Research, UX Development & Content Strategy

Background

Voluntary Action Leeds manages a website “Doing Good Leeds” which acts as a support website for the third sector in Leeds. It is held in high regard as a primary source of information for the sector; the place to find news, volunteering roles, jobs, training, and events in relation to the region.  On average the site receives over 12,000 users a month and has approx. 7000 active members.

Its mission is to support and enable positive social action in Leeds to help build thriving, empowered and inclusive local communities. In order to do this, they focus their support on organisations and local communities to provide skills, resources and a voice and influence to develop and achieve positive social change from within.

The Task

The Doing Good Leeds website had become a bloated archive of outdated information, unvisited pages and static content.  The majority of the UX was outdated and there were issues around responsiveness across devices, language, accessibility, navigation, and repetitive content. The site was originally designed for third sector specialists and was therefore confusing and poorly signposted for anyone unfamiliar with the language.

The brief for Sculpt was to redesign the site to act as a useful resource hub for all groups within the Leeds region, not just the third sector. Our core focus was to make the site easily accessible for all users to connect with organisations and individuals across the city. Elevating the key content sections such as volunteering roles and job opportunities for individuals and prioritising support networks and communal discussion points for communities and organisations.

Ultimately Sculpt were tasked to redesign and build the Doing Good Leeds website to champion voice and influence for all users within Leeds and allow content to be self-curated and self-managed by users of the site.

Sculpt Analysis

Initially Sculpt interviewed the key stakeholders within the Voluntary Action Leeds group.  These stakeholders were from several different public sector bodies involved across the Leeds Region.

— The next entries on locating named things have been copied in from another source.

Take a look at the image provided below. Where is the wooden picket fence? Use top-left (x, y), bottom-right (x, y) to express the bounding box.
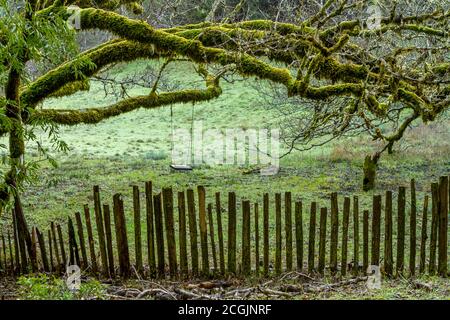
top-left (0, 176), bottom-right (450, 278)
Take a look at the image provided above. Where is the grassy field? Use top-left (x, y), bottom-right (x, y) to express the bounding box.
top-left (0, 62), bottom-right (450, 298)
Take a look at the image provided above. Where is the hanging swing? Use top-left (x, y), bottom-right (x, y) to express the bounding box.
top-left (170, 105), bottom-right (195, 172)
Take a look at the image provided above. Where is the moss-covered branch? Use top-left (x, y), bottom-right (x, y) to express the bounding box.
top-left (21, 40), bottom-right (166, 108)
top-left (30, 79), bottom-right (222, 126)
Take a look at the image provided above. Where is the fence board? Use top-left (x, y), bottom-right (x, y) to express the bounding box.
top-left (103, 204), bottom-right (115, 278)
top-left (370, 195), bottom-right (381, 266)
top-left (330, 192), bottom-right (339, 273)
top-left (242, 201), bottom-right (251, 275)
top-left (113, 194), bottom-right (131, 279)
top-left (228, 192), bottom-right (236, 273)
top-left (133, 186), bottom-right (144, 273)
top-left (187, 189), bottom-right (198, 275)
top-left (318, 208), bottom-right (328, 274)
top-left (438, 176), bottom-right (449, 277)
top-left (254, 203), bottom-right (260, 275)
top-left (263, 193), bottom-right (269, 276)
top-left (295, 201), bottom-right (303, 272)
top-left (384, 191), bottom-right (394, 277)
top-left (275, 193), bottom-right (282, 274)
top-left (75, 212), bottom-right (89, 268)
top-left (419, 195), bottom-right (429, 273)
top-left (308, 202), bottom-right (317, 273)
top-left (94, 186), bottom-right (108, 276)
top-left (363, 210), bottom-right (369, 274)
top-left (145, 181), bottom-right (156, 278)
top-left (50, 222), bottom-right (62, 273)
top-left (153, 193), bottom-right (165, 277)
top-left (353, 196), bottom-right (360, 276)
top-left (208, 203), bottom-right (217, 273)
top-left (85, 204), bottom-right (98, 273)
top-left (163, 188), bottom-right (178, 278)
top-left (284, 192), bottom-right (292, 271)
top-left (396, 187), bottom-right (406, 275)
top-left (35, 228), bottom-right (51, 272)
top-left (409, 179), bottom-right (417, 276)
top-left (178, 192), bottom-right (189, 276)
top-left (429, 183), bottom-right (439, 274)
top-left (197, 186), bottom-right (209, 275)
top-left (216, 192), bottom-right (225, 275)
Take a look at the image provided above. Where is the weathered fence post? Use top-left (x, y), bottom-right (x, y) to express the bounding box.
top-left (35, 228), bottom-right (51, 272)
top-left (263, 193), bottom-right (269, 276)
top-left (370, 195), bottom-right (381, 266)
top-left (396, 187), bottom-right (406, 275)
top-left (75, 212), bottom-right (89, 268)
top-left (275, 193), bottom-right (281, 274)
top-left (113, 194), bottom-right (130, 279)
top-left (178, 192), bottom-right (189, 277)
top-left (308, 202), bottom-right (317, 273)
top-left (429, 183), bottom-right (439, 275)
top-left (48, 230), bottom-right (56, 272)
top-left (330, 192), bottom-right (339, 273)
top-left (228, 192), bottom-right (236, 273)
top-left (103, 204), bottom-right (115, 278)
top-left (384, 191), bottom-right (394, 277)
top-left (68, 217), bottom-right (81, 266)
top-left (153, 193), bottom-right (165, 277)
top-left (255, 203), bottom-right (260, 275)
top-left (197, 186), bottom-right (209, 275)
top-left (187, 189), bottom-right (198, 276)
top-left (341, 197), bottom-right (350, 276)
top-left (208, 203), bottom-right (217, 273)
top-left (353, 196), bottom-right (359, 276)
top-left (284, 192), bottom-right (292, 271)
top-left (85, 204), bottom-right (98, 273)
top-left (363, 210), bottom-right (369, 274)
top-left (94, 186), bottom-right (108, 276)
top-left (438, 176), bottom-right (449, 277)
top-left (56, 224), bottom-right (67, 271)
top-left (216, 192), bottom-right (225, 275)
top-left (409, 179), bottom-right (417, 276)
top-left (133, 186), bottom-right (144, 274)
top-left (242, 201), bottom-right (251, 275)
top-left (318, 208), bottom-right (328, 274)
top-left (145, 181), bottom-right (156, 278)
top-left (295, 201), bottom-right (303, 272)
top-left (163, 188), bottom-right (178, 278)
top-left (419, 195), bottom-right (429, 273)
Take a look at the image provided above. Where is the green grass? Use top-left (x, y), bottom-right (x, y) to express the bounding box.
top-left (0, 62), bottom-right (450, 300)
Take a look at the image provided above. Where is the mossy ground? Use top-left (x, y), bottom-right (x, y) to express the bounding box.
top-left (0, 62), bottom-right (450, 298)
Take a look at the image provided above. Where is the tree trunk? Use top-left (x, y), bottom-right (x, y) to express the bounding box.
top-left (363, 153), bottom-right (380, 191)
top-left (5, 68), bottom-right (36, 271)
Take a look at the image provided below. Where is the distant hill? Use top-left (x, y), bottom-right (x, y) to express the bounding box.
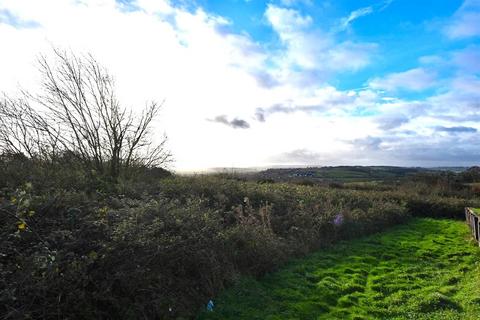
top-left (256, 166), bottom-right (460, 182)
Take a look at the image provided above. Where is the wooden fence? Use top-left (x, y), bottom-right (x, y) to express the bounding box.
top-left (465, 208), bottom-right (480, 245)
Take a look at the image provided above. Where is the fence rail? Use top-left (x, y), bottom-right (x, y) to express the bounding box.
top-left (465, 208), bottom-right (480, 246)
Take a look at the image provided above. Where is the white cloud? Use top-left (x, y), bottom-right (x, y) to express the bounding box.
top-left (265, 4), bottom-right (377, 85)
top-left (340, 7), bottom-right (373, 30)
top-left (0, 0), bottom-right (478, 169)
top-left (368, 68), bottom-right (436, 91)
top-left (444, 0), bottom-right (480, 39)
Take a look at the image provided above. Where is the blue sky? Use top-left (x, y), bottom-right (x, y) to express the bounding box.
top-left (0, 0), bottom-right (480, 171)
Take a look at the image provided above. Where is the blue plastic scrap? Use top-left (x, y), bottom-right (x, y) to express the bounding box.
top-left (207, 300), bottom-right (214, 311)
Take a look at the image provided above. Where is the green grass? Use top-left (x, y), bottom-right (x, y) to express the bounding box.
top-left (198, 219), bottom-right (480, 320)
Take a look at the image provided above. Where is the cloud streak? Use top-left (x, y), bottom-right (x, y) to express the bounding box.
top-left (209, 115), bottom-right (250, 129)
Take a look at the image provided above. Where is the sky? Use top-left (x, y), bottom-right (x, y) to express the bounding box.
top-left (0, 0), bottom-right (480, 171)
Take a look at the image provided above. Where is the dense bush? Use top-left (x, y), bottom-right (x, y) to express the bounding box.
top-left (0, 169), bottom-right (478, 319)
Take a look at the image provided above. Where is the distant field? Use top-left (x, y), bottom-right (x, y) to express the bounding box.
top-left (256, 166), bottom-right (442, 182)
top-left (199, 219), bottom-right (480, 320)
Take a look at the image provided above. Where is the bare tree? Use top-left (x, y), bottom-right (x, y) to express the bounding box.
top-left (0, 49), bottom-right (171, 178)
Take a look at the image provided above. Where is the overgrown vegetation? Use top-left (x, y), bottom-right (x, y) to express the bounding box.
top-left (199, 219), bottom-right (480, 320)
top-left (0, 50), bottom-right (480, 319)
top-left (0, 164), bottom-right (480, 319)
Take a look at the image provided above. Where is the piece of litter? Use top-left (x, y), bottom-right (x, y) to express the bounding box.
top-left (207, 300), bottom-right (214, 311)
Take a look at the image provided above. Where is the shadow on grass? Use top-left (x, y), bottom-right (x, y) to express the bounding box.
top-left (198, 219), bottom-right (480, 320)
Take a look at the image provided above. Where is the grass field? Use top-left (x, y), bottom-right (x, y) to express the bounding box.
top-left (198, 219), bottom-right (480, 320)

Our findings showed that there was a disparate and varying focus regarding the aims of the website across all these groups. Unaddressed this would have caused frustration as each party has their own “agenda” for the new website.  Opinions were appraised and discussed, Sculpt were able to finalise these discussions into a concise “brief” for all parties to agree to.  This helped with the strategy when planning the content and key website signposting for the new website.

To support the strategy Sculpt also undertook significant data analysis.  The UX analysis allowed us to understand which of the key pages had the most interaction. Users looking to Volunteer, read news articles, looking for a job and how to volunteer to help with Covid-19 accounted for over 80% of all site visitors.

This data enabled us to help with the revised content strategy for the DGL team and informed the team on which pages to focus upon and ensure that information was up to date and relevant.

Additionally, research showed us that the majority of visitors came to the site via search engines or via social links and only 15% of visitors actually landed on the homepage.  This demonstrated the importance of global design elements such as the header, clearer navigation and the footer of the website to provide a clear outline of DGL’s content and services regardless of the entry point to the website.

Another key finding was that only 0.21% of users use search, with over 6000 pages accessed over the last 90 days increasing the prominence of search with help users find content quicker.

Our Device research confirmed that most of the users accessed the site via a mobile device and the majority of these visitors were using Apple devices.  Analysing this data deeper we were also able to demonstrate the most popular screen size for all the users.

Our Audience analysis found that there were a low number of returning visits and 60% of visitors visit only once. There was a slight skew towards female visitors and the key audience range was 25-34.

Implementation and Reccomendations

Following the research and data analysis, Sculpt were able to help DGL to focus the key content strategy that the new website needed focus upon.  This helped the DGL team to strip out outdated and irrelevant content and ensure that the content migrated across to the new website was more relevant to the respective user audience.

Sculpt proposed wireframes that highlighted the updated navigation and header and footer elements to ensure that the key audiences were clearly signposted to their relevant content.  The research helped Sculpt and DGL to focus upon the UX for the primary audiences of the Individual and the Organisation and how their relevant content was accessed and prioritised throughout the site.

Search was updated to the latest standards and elevated to much more prominent position within the new site.  Search was also enhanced with suggested categories to make it much simpler for the user to access the information that they are looking for.

Having a more organised, structured site allowed the DGL team to introduce some of their personality also with updated imagery and content.  Archiving away the pages that were not visited, presented the user with a much more streamlined user journey.

Results

Technically the site performs better with faster load times more compliant SEO practices, a cleaner sitemap and better performance across all responsive devices.

Users are engaging deeper into the site with an increasing number of returning visitors. Organisational and Individual signups have increased and there are a number of new self-published articles being added to the site, something that was not happening previously.